Back in 2008, a man who used the alias of Satoshi Nakamoto decided that a revolution was needed and Bitcoin was born. Fuelled by the lack of confidence in the institutions, Bitcoin rose from the depths of the internet to the mainstream and now it is the hottest financial asset of the world, some would say.
With fame, came the need for regulation. The governments would not simply allow everybody to use BTC without regulating it somehow, so the U. S. Securities and Exchange Commission (SEC) teamed up with the Commodity Futures Trading Commission (CFTC) in order to define that BTC was a commodity and that it should be taxed that way.
Obviously, not everybody agrees with this definition. Roy Sebag, the Goldmoney founder, is one of these people. He recently tweeted that Bitcoin was not a commodity but an enterprise instead. According to him, BTC was working its good and he compared the token holders with traditional shareholders of financial companies.
Because of this, he believes that BTC can be considered a security, not a commodity. The reason for that, he affirmed, is that miners are constantly issuing new tokens and they are the ones responsible for the governance of the system. The fact that they do not have any kind of formal relationship is irrelevant to him, but it has confused the regulators, in his opinion.

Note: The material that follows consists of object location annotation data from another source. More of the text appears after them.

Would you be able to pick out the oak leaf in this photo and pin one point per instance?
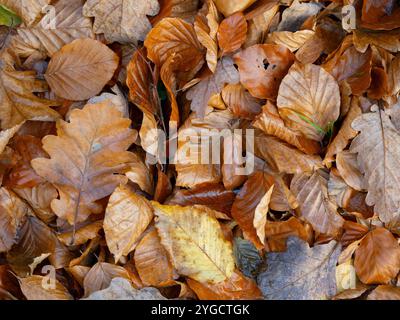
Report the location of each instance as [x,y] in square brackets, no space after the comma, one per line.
[309,100]
[86,159]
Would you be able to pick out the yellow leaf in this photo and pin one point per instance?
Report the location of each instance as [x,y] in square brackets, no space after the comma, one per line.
[127,217]
[195,242]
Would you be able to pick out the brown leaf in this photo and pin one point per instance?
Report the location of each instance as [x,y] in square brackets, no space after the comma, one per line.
[229,7]
[69,24]
[195,243]
[206,31]
[246,202]
[377,146]
[352,66]
[347,165]
[100,275]
[201,93]
[152,262]
[377,259]
[232,33]
[80,69]
[271,123]
[292,40]
[240,102]
[17,96]
[308,94]
[28,10]
[127,217]
[184,9]
[12,214]
[121,21]
[237,287]
[262,68]
[345,134]
[214,196]
[283,157]
[314,203]
[385,292]
[86,159]
[175,36]
[34,288]
[34,239]
[277,232]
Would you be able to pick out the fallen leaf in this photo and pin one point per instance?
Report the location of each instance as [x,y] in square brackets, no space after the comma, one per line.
[232,33]
[314,203]
[376,147]
[80,69]
[271,123]
[229,7]
[262,68]
[201,93]
[300,273]
[385,292]
[69,24]
[237,287]
[377,259]
[12,213]
[283,157]
[85,159]
[152,261]
[240,102]
[292,40]
[127,217]
[214,196]
[304,103]
[260,214]
[100,276]
[17,96]
[121,21]
[34,288]
[277,233]
[121,289]
[195,243]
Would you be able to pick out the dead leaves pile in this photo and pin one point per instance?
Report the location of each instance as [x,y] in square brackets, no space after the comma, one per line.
[83,90]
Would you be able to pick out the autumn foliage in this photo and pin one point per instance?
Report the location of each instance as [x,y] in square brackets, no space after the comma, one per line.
[86,193]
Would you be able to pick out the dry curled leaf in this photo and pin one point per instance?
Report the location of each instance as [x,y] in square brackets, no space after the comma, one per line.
[237,287]
[37,288]
[86,159]
[377,154]
[127,217]
[232,33]
[262,68]
[300,273]
[121,21]
[309,100]
[80,69]
[314,203]
[152,261]
[17,88]
[377,259]
[195,242]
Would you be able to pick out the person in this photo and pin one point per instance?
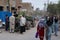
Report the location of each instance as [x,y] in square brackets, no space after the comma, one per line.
[55,25]
[12,24]
[40,29]
[7,23]
[48,28]
[22,24]
[0,25]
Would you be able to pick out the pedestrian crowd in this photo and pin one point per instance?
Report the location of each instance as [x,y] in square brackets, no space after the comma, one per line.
[14,24]
[46,26]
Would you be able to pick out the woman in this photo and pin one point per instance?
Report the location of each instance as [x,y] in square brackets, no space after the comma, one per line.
[40,29]
[48,29]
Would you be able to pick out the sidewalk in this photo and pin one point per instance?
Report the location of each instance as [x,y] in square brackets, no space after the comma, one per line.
[28,35]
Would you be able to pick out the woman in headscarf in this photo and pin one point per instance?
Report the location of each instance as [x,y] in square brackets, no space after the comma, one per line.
[40,29]
[48,28]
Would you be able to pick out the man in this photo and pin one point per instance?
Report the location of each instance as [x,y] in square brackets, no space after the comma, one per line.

Sebag also affirmed that the miners had the role of “stewarding” the enterprise that Bitcoin is and that they get paid fees for their work. Because of this, BTC is akin to an enterprise and the miners work there, as the token holders are shareholders who have a common interest in seeing the prices going up.
He affirmed that all tokens are traded at exchanges, which makes it clear that they are designed for price appreciation.

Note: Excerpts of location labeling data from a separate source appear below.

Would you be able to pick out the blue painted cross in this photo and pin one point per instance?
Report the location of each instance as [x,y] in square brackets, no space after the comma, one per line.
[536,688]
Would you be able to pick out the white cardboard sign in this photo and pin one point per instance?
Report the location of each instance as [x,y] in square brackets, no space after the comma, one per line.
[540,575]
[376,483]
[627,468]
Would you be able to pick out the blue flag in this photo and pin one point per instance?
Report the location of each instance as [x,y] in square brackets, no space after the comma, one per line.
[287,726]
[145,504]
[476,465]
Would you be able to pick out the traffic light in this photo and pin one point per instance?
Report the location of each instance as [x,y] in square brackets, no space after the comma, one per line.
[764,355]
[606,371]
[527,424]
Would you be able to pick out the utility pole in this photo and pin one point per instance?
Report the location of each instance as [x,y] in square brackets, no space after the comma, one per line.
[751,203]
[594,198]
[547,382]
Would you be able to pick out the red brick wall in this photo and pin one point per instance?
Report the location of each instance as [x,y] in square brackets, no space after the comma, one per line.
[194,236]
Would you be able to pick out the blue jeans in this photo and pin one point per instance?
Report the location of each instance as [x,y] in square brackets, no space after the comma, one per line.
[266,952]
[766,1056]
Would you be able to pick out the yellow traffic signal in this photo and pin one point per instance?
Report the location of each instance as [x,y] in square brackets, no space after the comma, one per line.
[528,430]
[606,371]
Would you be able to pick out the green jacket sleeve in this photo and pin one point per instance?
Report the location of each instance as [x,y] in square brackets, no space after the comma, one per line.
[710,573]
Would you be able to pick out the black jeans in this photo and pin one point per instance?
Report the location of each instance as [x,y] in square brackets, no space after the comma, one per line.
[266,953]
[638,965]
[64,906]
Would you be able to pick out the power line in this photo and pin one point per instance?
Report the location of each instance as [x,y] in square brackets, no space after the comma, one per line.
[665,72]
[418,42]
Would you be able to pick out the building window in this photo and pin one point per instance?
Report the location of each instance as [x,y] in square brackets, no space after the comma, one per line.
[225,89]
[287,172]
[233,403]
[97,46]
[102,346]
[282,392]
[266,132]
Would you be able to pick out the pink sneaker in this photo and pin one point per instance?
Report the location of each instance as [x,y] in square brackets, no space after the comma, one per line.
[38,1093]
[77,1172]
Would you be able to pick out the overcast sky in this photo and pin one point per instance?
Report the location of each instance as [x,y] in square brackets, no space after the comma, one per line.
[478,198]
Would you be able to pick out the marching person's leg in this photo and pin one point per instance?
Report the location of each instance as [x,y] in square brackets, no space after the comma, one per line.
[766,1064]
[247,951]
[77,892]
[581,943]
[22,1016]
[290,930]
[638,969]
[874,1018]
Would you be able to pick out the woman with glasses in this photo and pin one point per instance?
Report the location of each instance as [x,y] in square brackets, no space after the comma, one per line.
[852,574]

Because of this, Sebag believes that the U. S. government could shut BTC down like they did with some other file sharing big players. BTC would be a security and, therefore, it would be acting illegally this way, according to the Act 34 of the SEC.

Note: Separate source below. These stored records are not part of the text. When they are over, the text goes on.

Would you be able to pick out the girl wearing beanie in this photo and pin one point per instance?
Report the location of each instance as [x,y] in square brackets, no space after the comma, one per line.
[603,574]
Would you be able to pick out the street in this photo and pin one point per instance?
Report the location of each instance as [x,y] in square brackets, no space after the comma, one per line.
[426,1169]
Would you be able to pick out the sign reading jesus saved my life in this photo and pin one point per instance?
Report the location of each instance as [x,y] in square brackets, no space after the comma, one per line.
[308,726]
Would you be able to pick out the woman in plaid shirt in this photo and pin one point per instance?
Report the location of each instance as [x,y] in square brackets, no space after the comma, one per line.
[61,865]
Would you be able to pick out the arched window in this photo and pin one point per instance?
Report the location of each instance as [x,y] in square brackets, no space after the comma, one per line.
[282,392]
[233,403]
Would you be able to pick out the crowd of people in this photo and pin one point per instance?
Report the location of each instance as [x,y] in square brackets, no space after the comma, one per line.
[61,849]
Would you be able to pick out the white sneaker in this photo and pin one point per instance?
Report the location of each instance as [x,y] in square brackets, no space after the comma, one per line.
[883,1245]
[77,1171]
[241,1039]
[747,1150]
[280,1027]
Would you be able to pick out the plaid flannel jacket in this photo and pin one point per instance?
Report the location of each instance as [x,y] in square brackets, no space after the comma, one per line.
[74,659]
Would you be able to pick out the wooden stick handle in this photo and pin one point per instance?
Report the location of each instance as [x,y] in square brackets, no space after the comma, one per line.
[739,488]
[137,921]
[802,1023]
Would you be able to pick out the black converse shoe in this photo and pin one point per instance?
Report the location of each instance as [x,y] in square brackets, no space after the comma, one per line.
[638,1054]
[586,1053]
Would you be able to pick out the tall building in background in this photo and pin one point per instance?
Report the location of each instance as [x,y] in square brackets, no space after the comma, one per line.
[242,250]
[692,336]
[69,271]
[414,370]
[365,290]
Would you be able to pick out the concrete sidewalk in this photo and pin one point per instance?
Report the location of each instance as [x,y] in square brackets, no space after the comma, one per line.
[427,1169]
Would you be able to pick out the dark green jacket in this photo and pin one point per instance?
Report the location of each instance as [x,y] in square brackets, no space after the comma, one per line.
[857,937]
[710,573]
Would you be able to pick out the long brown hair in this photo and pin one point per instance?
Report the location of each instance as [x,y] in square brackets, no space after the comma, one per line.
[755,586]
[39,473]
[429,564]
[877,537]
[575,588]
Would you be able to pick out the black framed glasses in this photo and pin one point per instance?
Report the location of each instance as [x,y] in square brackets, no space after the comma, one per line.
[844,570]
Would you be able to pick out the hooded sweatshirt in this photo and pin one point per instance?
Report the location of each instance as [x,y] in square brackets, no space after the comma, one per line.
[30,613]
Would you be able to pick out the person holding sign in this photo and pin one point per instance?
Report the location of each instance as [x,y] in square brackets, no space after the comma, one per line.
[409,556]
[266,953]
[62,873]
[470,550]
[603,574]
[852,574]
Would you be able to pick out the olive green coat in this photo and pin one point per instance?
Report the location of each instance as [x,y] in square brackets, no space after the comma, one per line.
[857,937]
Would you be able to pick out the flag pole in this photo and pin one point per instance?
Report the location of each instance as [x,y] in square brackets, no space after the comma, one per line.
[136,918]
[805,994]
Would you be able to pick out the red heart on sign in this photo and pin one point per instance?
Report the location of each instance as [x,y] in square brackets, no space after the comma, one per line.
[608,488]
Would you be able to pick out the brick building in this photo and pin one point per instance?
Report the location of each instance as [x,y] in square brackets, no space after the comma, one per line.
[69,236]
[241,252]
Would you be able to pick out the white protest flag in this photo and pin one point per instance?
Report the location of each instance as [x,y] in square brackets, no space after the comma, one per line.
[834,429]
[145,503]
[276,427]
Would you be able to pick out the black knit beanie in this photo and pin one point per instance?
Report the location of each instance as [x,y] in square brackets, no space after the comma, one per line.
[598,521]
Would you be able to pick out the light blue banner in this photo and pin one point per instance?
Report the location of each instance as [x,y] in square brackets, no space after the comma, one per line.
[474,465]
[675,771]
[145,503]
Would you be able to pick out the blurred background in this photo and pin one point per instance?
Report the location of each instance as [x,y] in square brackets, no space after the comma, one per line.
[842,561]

Obviously, he enraged the crypto community with his remarks. The CTO of Casa, Jameson Lopp, refused to agree with Sebag and affirmed that he may believe whatever he wants, but he is not participating in the ecosystem, so his opinion is pretty much irrelevant to the consensus formation.
Other people have also responded negatively to his allegations, which is to be expected since he is affirming that BTC is illegal.
The truth is that we are far from having a consensus about BTC, so this kind of discussion will keep happening for a long time.